A tug-of-war intensifies in my chest, tearing me apart from inside.

On one side is prideful stubbornness that refuses to cheapen what’s happening here. Am I supposed to accept that I’m nothing but a project for Vanya’s career while she makes a pit stop in Columbus? Fuck that. I won’t be reduced to a fling.

My entire adult life, I knew that wasn’t for me. I’ve only ever had sex with two women, both of them girlfriends who cared for me as much as I had cared for them. If Vanya wants a fling, I’m not for her and she’s not for me. I don’t need the humiliation of being a useful study-slash-fuckboy.

But the other side of that struggle couldn’t care less about being used. My attraction to Vanya is more passion than my past relationships combined. For the first time in my life, I understand what it means to obsess about touching another person, to want to be with them no matter the cost.

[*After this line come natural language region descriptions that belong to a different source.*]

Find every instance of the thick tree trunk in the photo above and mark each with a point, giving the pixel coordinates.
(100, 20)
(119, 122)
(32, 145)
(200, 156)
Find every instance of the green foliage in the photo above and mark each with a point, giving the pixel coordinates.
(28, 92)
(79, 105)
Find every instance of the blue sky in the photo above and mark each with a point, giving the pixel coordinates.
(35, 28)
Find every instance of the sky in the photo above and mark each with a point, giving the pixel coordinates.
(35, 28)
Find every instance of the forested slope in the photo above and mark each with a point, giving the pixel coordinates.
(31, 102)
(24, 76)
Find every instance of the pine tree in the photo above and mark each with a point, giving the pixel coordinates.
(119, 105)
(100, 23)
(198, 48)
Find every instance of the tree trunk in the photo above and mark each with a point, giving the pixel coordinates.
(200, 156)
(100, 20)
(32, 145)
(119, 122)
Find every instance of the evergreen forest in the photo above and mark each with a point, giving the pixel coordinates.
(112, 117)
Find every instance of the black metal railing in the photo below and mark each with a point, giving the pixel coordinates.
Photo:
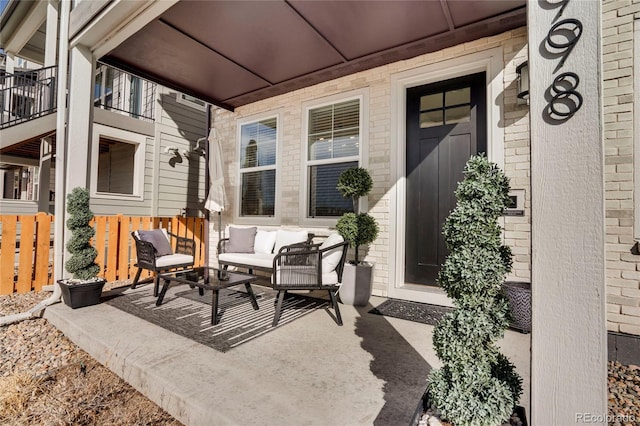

So what if I’ve never had a casual fling? There’s a first time for everything. I can’t walk away from the possibility of us. Vanya is here till at least October next year, right? My foolish, optimistic heart surges at the opportunity to be with Vanya tonight, tomorrow, and months from now.

She stands up to give me space but does not back away. Warm, supple hips yield to my eager grasp. She leans into me and strokes my hair.

“We can’t make this public because you wouldn’t be able to publish your findings, is that it?”

“Ye-yes. My career won’t survive the fall out. I’ve worked so hard for this, Jeremy. If you want to walk out now, I understand,” she says.

And yet she hasn’t broken our contact. I rest my head on her stomach and let her stroking hands soothe my shoulders.

I should walk out now. There’s less damage if we stop before things go further. It’s one thing to want Dr. Kapur physically, but now it’s my stupid, foolish, optimistic heart at risk. I will not survive the rejection when Vanya inevitably discards me from her life.

“I’m sorry,” she says weakly before kissing the top of my head and dropping her hands from my shoulders. The loss of her touch makes my situation crystal clear: if I walk away now, I’ll regret it forever.

My choice is between the torture of regret because I didn’t risk my heart, or the pain of rejection if she decides to break my heart.

I choose the latter.

To be honest, part of me expects the hurt. Welcomes it. I’m so accustomed to physical pain, the emotional knot isn’t a deal-breaker. It’s a test. Pain is a passenger in my life, but it has never stopped me from going where I want to go.

If she’s willing to have a fling, then that’s better than nothing. And maybe it goes somewhere we don’t expect. Who knows what the future brings? Maybe if I work hard enough to get past the heavy weight of loving a woman who already has an exit plan, she’ll reconsider staying.

And if she doesn’t stay? Well, at least we have tonight, tomorrow, and the months ahead.

She has me for as long as she wants me. And probably beyond that, too.